4. Hirshfeld surface analysis
The Hirshfeld surface analysis (Spackman & Jayatilaka, 2009) and the associated two-dimensional fingerprint plots (McKinnon et al., 2007) were performed using CrystalExplorer17 (Turner et al., 2017).
The Hirshfeld surfaces of compounds (I) and (II) mapped over dnorm are given in Fig. 6a and 6b, respectively. Views of the intermolecular contacts in the crystals are shown in Figs. 7 and 8, for compounds (I) and (II), respectively. They are colour-mapped with the normalized contact distance, dnorm, from red (distances shorter than the sum of the van der Waals radii) through white to blue (distances longer than the sum of the van der Waals radii). The blue region represents the positive electrostatic potential over the surface. The dnorm surface was mapped over a colour scale in arbitrary units of −0.156 (red) to 1.705 (blue) for compound (I) and −0.207 (red) to 1.206 (blue) for compound (II), where the red spots indicate the intermolecular contacts involved in the hydrogen bonding.
The two-dimensional fingerprint plots [Fig. 9 for (I) and Fig. 10 for (II)] are deconvoluted to highlight atom-pair close contacts by which different atomic types, overlapping the full fingerprint plot can be separated based on different interaction types. For compound (I), intermolecular H⋯H contacts of 40.4% (Fig. 9b) are the most significant, followed by 29.1% for O⋯H/H⋯O (Fig. 9c), 26.4% for C⋯H/H⋯C (Fig. 9d) and 3.1% for C⋯C (Fig. 9e) contacts. In contrast, for compound (II) the H⋯H contacts at 42.2% (Fig. 10b) make a slightly higher contribution than in (I), while the C⋯H/H⋯C contacts at 23.6% (Fig. 10d) make a slightly lower contribution than in (I). The O⋯H/H⋯O contacts (Fig. 10c) in both compounds are similar; 29.1% in (I) cf. 29.0% in (II).
5. Database survey
A search of the Cambridge Structure Database (CSD, Version 5.40, February 2019; Groom et al., 2016) for similar compounds gave one hit for 1,3-bis[(2-methoxyphenoxy)methyl]benzene (CSD refcode KACQEL; Bryan et al., 2003) but no hits for a 1,4-derivative. In KACQEL, the central benzene ring is inclined to the outer benzene rings by 67.60 (4) and 72.68 (6)°, while the outer benzene rings are inclined to each other by 69.61 (6)°. In compound (I), the central benzene ring is inclined to the outer benzene ring(s) by 36.74 (9)°, while the outer benzene rings are inclined to each other by 59.96 (10)°. In compound (II), the corresponding dihedral angles are 89.87 (2) and 0.0°, respectively.

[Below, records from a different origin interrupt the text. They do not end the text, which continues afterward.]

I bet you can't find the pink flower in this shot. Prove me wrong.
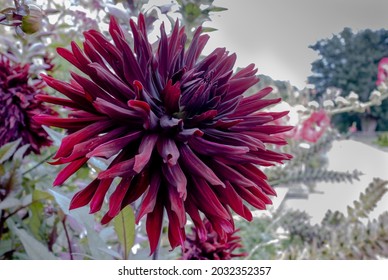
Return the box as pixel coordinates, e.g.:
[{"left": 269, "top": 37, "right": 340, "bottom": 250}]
[
  {"left": 0, "top": 54, "right": 55, "bottom": 153},
  {"left": 376, "top": 57, "right": 388, "bottom": 85},
  {"left": 36, "top": 15, "right": 291, "bottom": 252}
]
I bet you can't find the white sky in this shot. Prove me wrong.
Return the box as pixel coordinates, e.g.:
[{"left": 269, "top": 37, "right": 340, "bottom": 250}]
[{"left": 202, "top": 0, "right": 388, "bottom": 88}]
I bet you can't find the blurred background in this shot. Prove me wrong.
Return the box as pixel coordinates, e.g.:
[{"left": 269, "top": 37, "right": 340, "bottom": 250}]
[{"left": 0, "top": 0, "right": 388, "bottom": 259}]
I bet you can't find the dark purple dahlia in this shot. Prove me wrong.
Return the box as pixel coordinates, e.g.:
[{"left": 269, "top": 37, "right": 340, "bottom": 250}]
[
  {"left": 0, "top": 54, "right": 54, "bottom": 153},
  {"left": 181, "top": 221, "right": 247, "bottom": 260},
  {"left": 36, "top": 15, "right": 290, "bottom": 252}
]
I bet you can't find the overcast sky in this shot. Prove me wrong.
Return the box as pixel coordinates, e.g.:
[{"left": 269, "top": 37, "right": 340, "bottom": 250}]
[{"left": 200, "top": 0, "right": 388, "bottom": 88}]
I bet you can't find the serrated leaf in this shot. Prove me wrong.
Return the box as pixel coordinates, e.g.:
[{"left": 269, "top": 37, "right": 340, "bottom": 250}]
[
  {"left": 113, "top": 205, "right": 135, "bottom": 259},
  {"left": 13, "top": 144, "right": 30, "bottom": 161},
  {"left": 7, "top": 219, "right": 57, "bottom": 260},
  {"left": 28, "top": 202, "right": 44, "bottom": 239},
  {"left": 0, "top": 196, "right": 22, "bottom": 210},
  {"left": 49, "top": 190, "right": 107, "bottom": 260},
  {"left": 0, "top": 138, "right": 22, "bottom": 163}
]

A search for 4-benzyloxy-3-methoxybenzaldehydes gave eight hits. Apart from 4-benzyloxy-3-methoxybenzaldehyde itself (vanillin benzyl ether: COBNUC; Gerkin, 1999), the other hits include the 4-nitrobenzyloxy derivative (VOHYUN; Li & Chen, 2008), the 4-fluorobenzyloxy derivative (POMQIT; Bernard-Gauthier & Schirrmacher, 2014) and the 4-chlorobenzyloxy derivative (WINROB; Liu et al., 2007). In VOHYUN, the 3-methoxybenzaldehyde ring is inclined to the 4-benzyloxy ring by 5.00 (11)°, while in COBNUC this dihedral angle is 78.11 (9)°. In POMQIT and WINROB, the corresponding dihedral angles are 69.02 (5) and 72.59 (19)°, respectively, similar to the values observed in KACQEL, viz. 67.60 (4) and 72.68 (6)°.
6. Synthesis and crystallization
Compound (I): To vanillin (0.63 g, 4.1 mmol) dissolved in 20 ml DMF was added potassium carbonate (1.7 g, 12.5 mmol) and the mixture was stirred at room temperature followed by addition of 1,3-bis(bromomethyl)benzene (0.5 g, 1.9 mmol). The reaction was allowed to proceed for 12 h. Then the reaction mixture was partitioned between water and ethyl acetate. The ethyl acetate layer was collected and concentrated under reduced pressure. The crude product obtained was recrystallized by using ethyl acetate. Colourless block-like crystals were obtained on slow evaporation of the solvent (98%).
Compound (II): To vanillin (0.63 g, 4.1 mmol) dissolved in 20 ml DMF, was added potassium carbonate (1.7 g, 12.5 mmol) and the mixture was stirred at room temperature followed by addition of 1,4-bis(bromomethyl)benzene (0.5 g, 1.9 mmol). The reaction was allowed to proceed for 12 h. After the reaction mixture was partitioned between water and ethyl acetate, the ethyl acetate layer was collected and concentrated under reduced pressure. The crude product was recrystallized by using ethyl acetate. Colourless block-like crystals were obtained on slow evaporation of the solvent (98%).
7. Refinement
Crystal data, data collection and structure . For both compounds, the hydrogen atoms were fixed geometrically and allowed to ride on their parent atoms: C—H = 0.93–0.97 Å with Uiso(H) = 1.5Ueq(C-methyl) and 1.2Ueq(N,C) for other H atoms.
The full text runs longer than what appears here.